The Role of M\"obius Constants and Scattering Functions in CHY Scalar Amplitudes

TL;DR

This paper systematically analyzes how M"obius constants and scattering functions influence the integrations in CHY scalar amplitudes, providing a step-by-step method and illustrative examples for computing these amplitudes.

Contribution

It introduces a systematic approach to perform the integrations in CHY scalar amplitudes, clarifying the role of M"obius constants and scattering functions, with detailed examples.

Findings

The choice of M"obius constants affects intermediate calculations but not the final amplitude.

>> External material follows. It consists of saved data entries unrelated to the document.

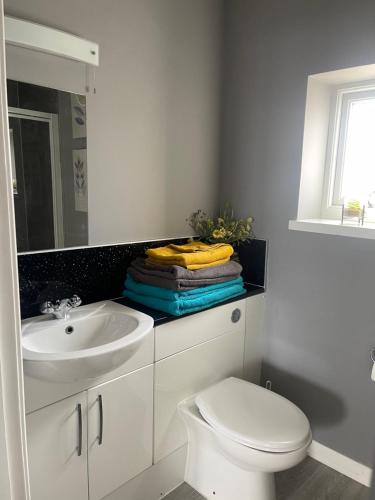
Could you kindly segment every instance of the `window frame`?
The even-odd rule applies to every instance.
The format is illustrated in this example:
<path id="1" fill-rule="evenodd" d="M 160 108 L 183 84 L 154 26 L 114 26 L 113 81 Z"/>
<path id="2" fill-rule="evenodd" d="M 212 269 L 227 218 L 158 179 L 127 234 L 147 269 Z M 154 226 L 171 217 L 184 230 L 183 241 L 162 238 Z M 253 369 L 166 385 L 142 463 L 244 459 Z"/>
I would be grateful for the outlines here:
<path id="1" fill-rule="evenodd" d="M 350 107 L 355 101 L 374 98 L 375 80 L 335 86 L 332 89 L 321 206 L 323 219 L 341 218 L 340 192 Z M 366 220 L 375 221 L 375 209 L 366 209 Z"/>

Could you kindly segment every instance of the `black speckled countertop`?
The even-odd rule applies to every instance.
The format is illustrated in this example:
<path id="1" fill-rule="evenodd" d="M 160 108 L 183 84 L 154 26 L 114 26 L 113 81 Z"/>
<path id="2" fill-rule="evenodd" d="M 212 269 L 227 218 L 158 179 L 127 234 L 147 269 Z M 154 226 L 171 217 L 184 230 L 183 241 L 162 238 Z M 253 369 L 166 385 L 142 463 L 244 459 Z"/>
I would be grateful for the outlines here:
<path id="1" fill-rule="evenodd" d="M 231 302 L 236 302 L 238 300 L 246 299 L 248 297 L 252 297 L 253 295 L 259 295 L 261 293 L 264 293 L 264 288 L 261 286 L 256 286 L 256 285 L 245 285 L 246 287 L 246 293 L 237 297 L 233 297 L 232 299 L 225 300 L 223 302 L 220 302 L 220 304 L 215 304 L 214 306 L 207 307 L 207 309 L 203 309 L 202 311 L 207 311 L 208 309 L 214 309 L 215 307 L 222 306 L 224 304 L 230 304 Z M 185 318 L 186 316 L 192 316 L 193 314 L 199 314 L 199 312 L 202 311 L 197 311 L 189 314 L 183 314 L 182 316 L 172 316 L 171 314 L 162 312 L 162 311 L 157 311 L 156 309 L 151 309 L 150 307 L 146 307 L 142 304 L 138 304 L 136 302 L 133 302 L 130 299 L 127 298 L 121 298 L 121 299 L 116 299 L 114 302 L 117 302 L 119 304 L 123 304 L 124 306 L 131 307 L 132 309 L 135 309 L 136 311 L 143 312 L 145 314 L 148 314 L 154 319 L 154 326 L 160 326 L 163 325 L 164 323 L 169 323 L 170 321 L 175 321 L 180 318 Z"/>

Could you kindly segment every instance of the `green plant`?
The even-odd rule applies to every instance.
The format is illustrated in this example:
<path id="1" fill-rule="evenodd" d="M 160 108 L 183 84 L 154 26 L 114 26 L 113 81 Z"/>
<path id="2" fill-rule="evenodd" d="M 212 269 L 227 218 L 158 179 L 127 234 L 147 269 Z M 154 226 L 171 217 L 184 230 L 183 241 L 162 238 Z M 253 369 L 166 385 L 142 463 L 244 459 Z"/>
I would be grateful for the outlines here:
<path id="1" fill-rule="evenodd" d="M 207 243 L 236 243 L 247 241 L 253 236 L 254 219 L 236 219 L 229 203 L 220 211 L 218 217 L 212 218 L 203 210 L 197 210 L 190 215 L 187 222 Z"/>
<path id="2" fill-rule="evenodd" d="M 361 213 L 361 204 L 358 200 L 352 199 L 346 202 L 346 207 L 349 214 L 359 215 Z"/>

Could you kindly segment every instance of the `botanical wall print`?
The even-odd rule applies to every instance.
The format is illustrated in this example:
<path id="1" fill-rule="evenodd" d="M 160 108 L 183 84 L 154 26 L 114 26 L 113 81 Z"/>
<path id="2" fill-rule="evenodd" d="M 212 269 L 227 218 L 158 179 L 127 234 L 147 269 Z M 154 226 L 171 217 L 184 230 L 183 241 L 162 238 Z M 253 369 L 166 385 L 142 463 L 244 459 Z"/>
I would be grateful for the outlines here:
<path id="1" fill-rule="evenodd" d="M 71 94 L 73 139 L 86 137 L 86 97 Z"/>
<path id="2" fill-rule="evenodd" d="M 87 151 L 73 149 L 75 209 L 87 212 Z"/>

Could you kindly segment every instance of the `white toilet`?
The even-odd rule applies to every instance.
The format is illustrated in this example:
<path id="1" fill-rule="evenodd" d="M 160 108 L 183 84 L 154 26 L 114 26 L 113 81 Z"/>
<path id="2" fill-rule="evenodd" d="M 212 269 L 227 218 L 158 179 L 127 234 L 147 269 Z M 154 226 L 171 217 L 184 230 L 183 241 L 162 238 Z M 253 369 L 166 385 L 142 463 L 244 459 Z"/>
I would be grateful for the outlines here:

A step-by-step integration method exposes individual propagators in Feynman diagrams.

Illustrative examples demonstrate the practical application of the method for five- and nine-point amplitudes.

Abstract

The integrations leading to the Cachazo-He-Yuan (CHY) double-color $n$-point massless scalar amplitude are carried out one integral at a time. M\"obius invariance dictates the final amplitude to be independent of the three M\"obius constants $\sigma_r, \sigma_s, \sigma_t$, but their choice affects integrations and the intermediate results. The effect of the M\"obius constants, the two colors, and the scattering functions on each integration is investigated. A systematic way to carry out the $n-3$ integrations is explained, each exposing one of the $n-3$ propagators of the Feynman diagrams. Two detailed examples are shown to illustrate the procedure, one a five-point amplitude, and the other a nine-point amplitude.